298 Evidence of Corina Cleur, T 101:3 – T 102:15.

  1. I agree with Counsel assisting that Registered NDIS service providers do not have reporting obligations and there is no relevant training or support to guide service providers in responding to behaviour of clients and potential clients where they encounter threats, risk of self-harm or harm to others. This appears to be a gap in the NDIS outsourcing of care arrangements which should be addressed. The NDIA should ensure that a component of approval to be a registered NDIS service provider is that the organisation can demonstrate that it has policies and guidelines in place, and appropriate training of staff, to ensure that these risks, when identified, are appropriately escalated and managed.

Recommendation

  1. The NDIS Quality and Safeguards Commission should conduct a review of the outsourcing arrangements to ensure that outsource providers of NDIS services have appropriate policies guidelines and training for staff to manage clients suffering mental health conditions who make threats of self-harm or harm to others. The policies and guidelines and training should include identifying a client’s deteriorating mental health, and concerning behaviours, and guidelines on the management, escalation and/or referral to appropriate services including escalation to police in appropriate cases

CONCLUSION

  1. Pursuant to s 67(1) of the Coroners Act I make the following findings: a) the identity of the deceased was Gabriel Messo, born 27 October 1989; b) the death occurred on 16 July 2020 at John Coutts Reserve, Gladstone Park, Victoria, from GUNSHOT WOUNDS TO THE CHEST; c) in the circumstances described above.

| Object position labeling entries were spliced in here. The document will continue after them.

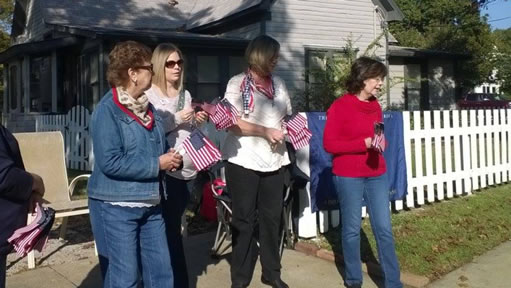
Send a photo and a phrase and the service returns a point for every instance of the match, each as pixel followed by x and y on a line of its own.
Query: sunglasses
pixel 171 63
pixel 147 67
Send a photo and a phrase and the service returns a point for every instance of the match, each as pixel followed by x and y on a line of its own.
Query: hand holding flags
pixel 223 114
pixel 296 127
pixel 378 142
pixel 201 151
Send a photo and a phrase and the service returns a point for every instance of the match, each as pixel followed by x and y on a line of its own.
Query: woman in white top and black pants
pixel 173 104
pixel 256 152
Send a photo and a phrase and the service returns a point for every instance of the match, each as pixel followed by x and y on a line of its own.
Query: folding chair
pixel 224 216
pixel 43 154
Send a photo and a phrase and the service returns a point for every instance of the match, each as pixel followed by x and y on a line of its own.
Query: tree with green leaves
pixel 450 26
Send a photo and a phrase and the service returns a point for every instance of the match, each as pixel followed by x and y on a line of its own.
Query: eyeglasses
pixel 147 67
pixel 171 63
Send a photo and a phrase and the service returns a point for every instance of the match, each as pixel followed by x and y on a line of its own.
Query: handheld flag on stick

367. I convey my sincerest sympathy to the family and friends of Gabriel Messo.

  1. I order that this finding be published on the internet in accordance with s 73(1) Coroners Act and the Rules.

  2. I direct that a copy of this finding be provided to the following: The Family of Gabriel Messo; Mr Shane Patton APM, Chief Commissioner of Police; Professor Christine Kilpatrick AO, Chief Executive, Melbourne Health; Mr Siva Sivarajah, Chief Executive, Northern Health; Ms Tracy Mackey, NDIS Quality and Safeguards Commissioner; Professional Standards Command, Victoria Police; Detective Sergeant David Woolfe, Homicide Squad, Coroner’s Investigator.